The Power of OLAP: boost performance
The power of Online Analytical Processing comes from the speed and flexibility compared with normal reporting directly from the database. It is fast because most of the user requests are pre-processed and the (aggregated) answers are stored in an OLAP-cube. The OLAP engine provides the answer almost instantly. It is flexible because users are able to choose easily between different dimensions, a filter or drill-down to lower levels of detail.
Differences: OLAP vs OLTP
OLAP systems are often compared with OLTP systems. OLTP is an abbreviation for Online Transaction Processing. The sole purpose of OLTP is to process transactions as fast as possible. What are the differences between OLAP and OLTP? The following table reveals the most important differences:
|Purpose||transaction processing||management information|
|Level of detail / scope||single records||aggregated datasets|
|Data model||normalized (3NF)||denormalized (star schema)|
|Data volumes per query||very small||large|
|Permissions||create, retrieve, update, delete||retrieve|
The 7 Steps to building an OLAP cube
- Decide which data you need for your analysis and write a SQL-query to retrieve the data. Often you need to combine the data from different tables. Then you have to join these tables.
- Define the measures / indicators you want to display in your report, analysis or dashboard
- Define the dimensions you want to use as perspectives for your measures, for example Time, Product, Region and Employee
- Model one or multiple hierarchies in your dimensions, for example Year, Month and Day, or Product Line, Product Group and Product
- Define the aggregates and how they should be processed, and define the complex measures and analytical functionality
- Process the OLAP cube, in other words retrieve the data and build the aggregates
- Optimize the performance of the cube based on usage. If users ask often for a specific combination of measures and dimensions which are not yet stored in an aggregate, define an extra aggregate for that combination.
Disadvantages of OLAP
This great technology comes not only with benefits. Two major problem areas can be identified:
- Inflexibility: once a cube is designed it is often difficult to add measures or dimensions quickly, especially when there is a big gap between IT and business.

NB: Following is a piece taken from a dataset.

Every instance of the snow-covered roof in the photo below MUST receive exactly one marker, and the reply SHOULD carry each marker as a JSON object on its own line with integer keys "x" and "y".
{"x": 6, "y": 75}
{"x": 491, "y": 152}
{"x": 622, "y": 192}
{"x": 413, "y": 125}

- Sparsity: this happens when the cube contains too many dimensions / members. All the possible combinations are stored, but not all make sense. As a consequence the cube explodes and response times are getting even worse.
Alternatives to OLAP
Some people believe that OLAP technology is dead. We don’t think so because not many organization can afford an alternative. Aside from that, the alternatives have important shortcomings. The alternatives for Online Analytical Processing are:
- In-memory BI: all the detailed data is loaded into the internal memory of the computer. There is no need to retrieve data from (slow) disks anymore. This will definitely boost performance but still the computer has to process a lot of data because there are no aggregates to read the answers directly from. Some innovative OLAP tools now combine in-memory with OLAP technology.
- DWH appliances: these dedicated BI computers are intelligent and they learn from data structures itself and queries answered in the past and build automatically indexes or aggregates. Next time the same query has to be answered the appliance detects that and retrieves the data simply from the aggregate. The problem is that an appliance acts like a black box and no one is able to design aggregates upfront or to fix problems.
- Database Indexes: this is by far the cheapest solution. Just define the right indexes in the database so queries are optimized to access the data in the joined tables faster. Nonetheless, still the data has to be aggregated on the fly which might take some valuable time when it comes to analyzing the data.